I’d also check the vsbkp,VixDiskLib and Event logs whilst the Job is running or before the issues to get an idea of what is happening.
Best Regards,
Michael
Appreciate the response. All MAs are over specked physical machines. No VM’s in the CV hardware.
Recommendations replies:
It could be a vmware tools issue on some of the machines as some are out of date. Although this issue does not happen all the time.
Will try this. The CV Engineer was on the phone and set this up. Will review in the am.
The snapshot of the Datastore finishes. When the backup copy runs for a random datastore on the schedule sometimes the VM’s just get stuck in waiting and none of the backup copies will run after that. I have to properly reboot the MA in order to get the backup copes to run to finish off the Intellisnap work flow.
Going through the logs in the am (if we have failures) and I will report back.
Thank you for your reply.
Cheers
Neil
@MichaelCapon automount disabled and SAN Policy = Offline Shared
No AV
Tracking the logs.
Cheers
Neil
@Neil Cooper What storage array are you using? Can you share the Windows Event Logs from when the error happens?
@dude Dell Compellent SAN.
@s3narasi
Hi
Been plagued with this problem for a while. Support has not been able to crack it yet either. I have 4 Media Agents and 2 are using CBT and crash consistent backup options for the Intellisnap and work fine. The other 2 Media agents are also using CBT but using Application Consistent (quiesced backup) backup options for Intellisnap and these Media Agents will sometimes freeze up the Virtual Disk Service and the backupcopy fails for the remainder of the backup copies. I cannot open the process manager on the MA’s when this happens and end up have to reboot the MA to get things back on track. Not a lot of info but chucking this one out there to see if anyone had a similar experience.

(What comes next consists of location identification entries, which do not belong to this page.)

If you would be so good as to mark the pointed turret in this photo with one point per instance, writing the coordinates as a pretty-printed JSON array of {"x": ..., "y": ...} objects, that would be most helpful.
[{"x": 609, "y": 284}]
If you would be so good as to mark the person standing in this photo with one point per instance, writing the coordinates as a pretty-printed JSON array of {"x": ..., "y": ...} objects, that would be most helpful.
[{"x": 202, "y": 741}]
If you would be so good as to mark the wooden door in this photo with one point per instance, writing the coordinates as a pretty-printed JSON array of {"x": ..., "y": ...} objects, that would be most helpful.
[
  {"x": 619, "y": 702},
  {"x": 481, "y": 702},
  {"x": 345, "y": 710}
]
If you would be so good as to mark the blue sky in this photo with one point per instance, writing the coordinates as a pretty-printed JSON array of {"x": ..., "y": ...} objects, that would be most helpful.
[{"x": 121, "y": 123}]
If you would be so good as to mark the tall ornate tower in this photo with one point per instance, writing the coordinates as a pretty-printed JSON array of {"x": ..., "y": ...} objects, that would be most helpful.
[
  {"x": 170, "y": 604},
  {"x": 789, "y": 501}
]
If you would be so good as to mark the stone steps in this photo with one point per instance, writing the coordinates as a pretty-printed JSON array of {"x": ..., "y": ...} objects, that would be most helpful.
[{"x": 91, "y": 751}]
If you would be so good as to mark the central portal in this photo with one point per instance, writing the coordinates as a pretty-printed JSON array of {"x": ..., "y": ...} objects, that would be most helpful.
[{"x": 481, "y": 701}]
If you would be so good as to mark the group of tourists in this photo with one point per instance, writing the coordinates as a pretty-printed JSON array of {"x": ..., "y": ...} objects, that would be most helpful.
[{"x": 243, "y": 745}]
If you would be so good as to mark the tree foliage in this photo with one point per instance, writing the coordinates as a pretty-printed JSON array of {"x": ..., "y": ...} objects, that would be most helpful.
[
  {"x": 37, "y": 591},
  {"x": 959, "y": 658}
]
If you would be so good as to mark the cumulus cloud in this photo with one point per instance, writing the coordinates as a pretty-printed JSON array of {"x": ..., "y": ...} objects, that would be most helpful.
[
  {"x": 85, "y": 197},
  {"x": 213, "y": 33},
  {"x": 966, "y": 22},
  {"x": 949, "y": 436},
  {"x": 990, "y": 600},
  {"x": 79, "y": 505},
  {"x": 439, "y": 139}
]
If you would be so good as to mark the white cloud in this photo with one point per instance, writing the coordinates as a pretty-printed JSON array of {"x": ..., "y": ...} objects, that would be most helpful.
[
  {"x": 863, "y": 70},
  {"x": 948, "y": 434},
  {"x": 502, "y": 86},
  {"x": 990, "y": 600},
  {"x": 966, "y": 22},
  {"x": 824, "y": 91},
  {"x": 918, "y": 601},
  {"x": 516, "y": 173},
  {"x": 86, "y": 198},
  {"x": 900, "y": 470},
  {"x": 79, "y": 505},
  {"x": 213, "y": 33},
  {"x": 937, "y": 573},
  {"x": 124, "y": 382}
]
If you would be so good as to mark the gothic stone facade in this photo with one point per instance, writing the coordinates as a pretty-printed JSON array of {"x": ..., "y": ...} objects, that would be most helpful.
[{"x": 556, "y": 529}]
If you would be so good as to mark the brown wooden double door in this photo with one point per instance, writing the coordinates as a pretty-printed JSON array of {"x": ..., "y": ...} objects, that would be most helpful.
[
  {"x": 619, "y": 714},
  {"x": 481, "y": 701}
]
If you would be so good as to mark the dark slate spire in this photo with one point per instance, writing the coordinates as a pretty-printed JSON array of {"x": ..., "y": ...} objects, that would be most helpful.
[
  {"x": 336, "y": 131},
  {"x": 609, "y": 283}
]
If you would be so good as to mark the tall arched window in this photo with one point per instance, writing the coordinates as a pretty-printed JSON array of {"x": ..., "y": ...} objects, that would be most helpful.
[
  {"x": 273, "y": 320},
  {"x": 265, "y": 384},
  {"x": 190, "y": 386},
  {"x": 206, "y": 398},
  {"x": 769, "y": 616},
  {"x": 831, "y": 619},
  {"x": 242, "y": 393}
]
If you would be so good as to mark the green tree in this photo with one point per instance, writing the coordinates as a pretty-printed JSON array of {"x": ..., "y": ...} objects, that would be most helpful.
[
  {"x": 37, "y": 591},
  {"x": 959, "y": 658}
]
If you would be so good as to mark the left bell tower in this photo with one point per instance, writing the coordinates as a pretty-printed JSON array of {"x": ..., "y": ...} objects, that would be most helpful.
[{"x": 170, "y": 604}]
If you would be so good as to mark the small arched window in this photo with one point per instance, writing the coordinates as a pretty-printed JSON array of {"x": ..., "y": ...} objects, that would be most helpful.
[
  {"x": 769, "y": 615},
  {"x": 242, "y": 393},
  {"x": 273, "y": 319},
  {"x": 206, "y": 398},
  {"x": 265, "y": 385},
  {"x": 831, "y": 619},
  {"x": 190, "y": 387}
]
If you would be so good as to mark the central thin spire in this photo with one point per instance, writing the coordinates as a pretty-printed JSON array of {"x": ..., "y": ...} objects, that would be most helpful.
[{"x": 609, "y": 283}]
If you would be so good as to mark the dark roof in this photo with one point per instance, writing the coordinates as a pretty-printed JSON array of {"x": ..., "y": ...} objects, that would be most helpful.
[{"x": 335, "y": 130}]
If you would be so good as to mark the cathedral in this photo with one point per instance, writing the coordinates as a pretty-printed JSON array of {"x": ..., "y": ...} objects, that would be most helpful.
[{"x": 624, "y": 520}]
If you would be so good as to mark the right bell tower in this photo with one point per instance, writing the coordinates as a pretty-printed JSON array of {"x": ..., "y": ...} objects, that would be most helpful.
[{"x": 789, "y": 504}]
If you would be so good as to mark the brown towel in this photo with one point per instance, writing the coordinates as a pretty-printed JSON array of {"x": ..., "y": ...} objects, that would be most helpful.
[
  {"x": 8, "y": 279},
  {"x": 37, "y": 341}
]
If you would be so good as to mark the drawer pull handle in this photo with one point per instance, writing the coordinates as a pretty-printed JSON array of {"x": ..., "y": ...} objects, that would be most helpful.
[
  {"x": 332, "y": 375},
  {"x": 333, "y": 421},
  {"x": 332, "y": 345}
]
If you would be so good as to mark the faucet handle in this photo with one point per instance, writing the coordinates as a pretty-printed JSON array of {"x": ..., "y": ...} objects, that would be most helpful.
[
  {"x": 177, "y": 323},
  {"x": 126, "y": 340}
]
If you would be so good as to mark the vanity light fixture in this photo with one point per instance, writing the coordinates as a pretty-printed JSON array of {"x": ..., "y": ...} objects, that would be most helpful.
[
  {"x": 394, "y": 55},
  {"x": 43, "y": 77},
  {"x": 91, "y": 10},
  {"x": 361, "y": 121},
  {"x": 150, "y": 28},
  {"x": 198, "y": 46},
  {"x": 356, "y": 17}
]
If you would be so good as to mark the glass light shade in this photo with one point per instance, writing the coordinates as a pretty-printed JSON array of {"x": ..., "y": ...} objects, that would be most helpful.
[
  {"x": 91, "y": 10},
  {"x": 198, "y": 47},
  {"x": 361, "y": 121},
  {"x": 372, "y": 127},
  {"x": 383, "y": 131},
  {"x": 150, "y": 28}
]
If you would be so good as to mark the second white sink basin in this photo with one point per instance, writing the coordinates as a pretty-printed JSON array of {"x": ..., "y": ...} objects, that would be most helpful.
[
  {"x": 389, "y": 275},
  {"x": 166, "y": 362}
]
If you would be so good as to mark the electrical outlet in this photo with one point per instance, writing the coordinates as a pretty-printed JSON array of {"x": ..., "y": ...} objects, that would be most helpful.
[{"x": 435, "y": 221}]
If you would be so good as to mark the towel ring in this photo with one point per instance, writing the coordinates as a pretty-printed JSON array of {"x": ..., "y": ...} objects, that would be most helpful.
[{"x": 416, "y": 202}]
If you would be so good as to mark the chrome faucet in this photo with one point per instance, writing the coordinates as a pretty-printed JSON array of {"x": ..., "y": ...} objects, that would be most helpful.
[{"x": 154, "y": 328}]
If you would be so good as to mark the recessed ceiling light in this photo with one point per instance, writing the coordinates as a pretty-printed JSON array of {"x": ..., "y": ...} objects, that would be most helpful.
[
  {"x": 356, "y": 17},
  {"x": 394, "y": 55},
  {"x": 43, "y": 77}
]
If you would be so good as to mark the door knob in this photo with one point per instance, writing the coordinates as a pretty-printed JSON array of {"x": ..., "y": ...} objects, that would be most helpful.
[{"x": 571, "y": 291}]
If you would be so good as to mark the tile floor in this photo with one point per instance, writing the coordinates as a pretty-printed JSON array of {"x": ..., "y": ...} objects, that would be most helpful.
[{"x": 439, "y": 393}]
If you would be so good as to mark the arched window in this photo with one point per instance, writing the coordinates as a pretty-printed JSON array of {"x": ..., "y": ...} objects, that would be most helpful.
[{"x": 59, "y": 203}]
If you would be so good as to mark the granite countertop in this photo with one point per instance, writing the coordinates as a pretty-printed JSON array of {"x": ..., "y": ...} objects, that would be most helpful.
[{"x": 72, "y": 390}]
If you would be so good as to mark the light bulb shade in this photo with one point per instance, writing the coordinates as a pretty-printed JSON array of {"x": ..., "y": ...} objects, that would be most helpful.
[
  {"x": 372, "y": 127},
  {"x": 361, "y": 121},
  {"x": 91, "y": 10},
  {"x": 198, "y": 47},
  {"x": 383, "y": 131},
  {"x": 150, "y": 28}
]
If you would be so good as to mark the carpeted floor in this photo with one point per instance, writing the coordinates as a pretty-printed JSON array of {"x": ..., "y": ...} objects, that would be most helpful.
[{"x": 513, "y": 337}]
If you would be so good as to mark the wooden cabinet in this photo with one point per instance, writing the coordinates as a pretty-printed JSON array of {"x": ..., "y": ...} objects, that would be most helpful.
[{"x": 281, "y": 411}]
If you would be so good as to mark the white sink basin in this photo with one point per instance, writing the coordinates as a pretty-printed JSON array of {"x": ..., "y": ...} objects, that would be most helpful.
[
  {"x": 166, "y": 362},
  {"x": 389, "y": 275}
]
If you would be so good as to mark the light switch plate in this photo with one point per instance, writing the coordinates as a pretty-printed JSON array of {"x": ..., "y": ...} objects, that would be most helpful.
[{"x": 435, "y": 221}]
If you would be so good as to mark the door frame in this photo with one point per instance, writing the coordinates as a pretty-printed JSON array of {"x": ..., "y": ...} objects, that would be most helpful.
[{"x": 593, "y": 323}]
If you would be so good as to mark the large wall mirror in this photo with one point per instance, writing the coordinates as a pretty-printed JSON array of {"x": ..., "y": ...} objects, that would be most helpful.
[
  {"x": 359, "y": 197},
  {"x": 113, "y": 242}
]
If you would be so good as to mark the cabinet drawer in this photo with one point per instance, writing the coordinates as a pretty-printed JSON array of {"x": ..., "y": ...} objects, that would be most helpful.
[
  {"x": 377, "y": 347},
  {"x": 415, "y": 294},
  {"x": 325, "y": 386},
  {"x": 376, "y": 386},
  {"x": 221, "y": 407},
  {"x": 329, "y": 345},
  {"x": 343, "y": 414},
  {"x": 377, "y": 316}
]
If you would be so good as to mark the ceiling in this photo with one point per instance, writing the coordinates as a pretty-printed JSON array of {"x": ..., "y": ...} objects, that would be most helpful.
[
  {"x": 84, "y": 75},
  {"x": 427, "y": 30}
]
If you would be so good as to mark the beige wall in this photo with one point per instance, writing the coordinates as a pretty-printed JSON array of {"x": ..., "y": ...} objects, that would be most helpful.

have you tried using a separate proxy ( even just as a test ) for the backup copy ? Currently i use separate proxy for snap and backup copy to avoid any issues with application consistent
That Ben is a good egg! Keep us posted on your results :-)
So setting the proxies at the instance level did not work on the second night. The troubled MA was allocated most of the load and froze up the VDS and the backup copies failed. Back to square one.
Thanks
Hi
I have read all the replies. Thank you. I was in the DC yestarday and did not reply but will do my best once I have had a chance to try some more things with Ben from CV support. Currently spreading out the schedules has helped. I’m seeing error about Mutiple LUNS causing issues during the snapshot mount on the Compellent. The cleanup tool mentioned that needs to be installed on the MA might be important here as we are still on V11 SP 16. I can see the dead LUNS in VMWare and when I do a rescan of storage they go away:
OS mount failed : VMWare Mount snapshot failed e0xEC02ECC3:{VMwareSnapOSUtil::MountSnap(1841)/MM.60611-Error mounting the snapshot LUNs because there are multiple copies present.}] (MM.60611)]
Hey @Neil Cooper ! I see you have a case opened for this, so I’ll get some top brains on it for you. I also want to make sure we circle back and share the solution for posterity.
If anyone in the community has ideas, please do share for Neil!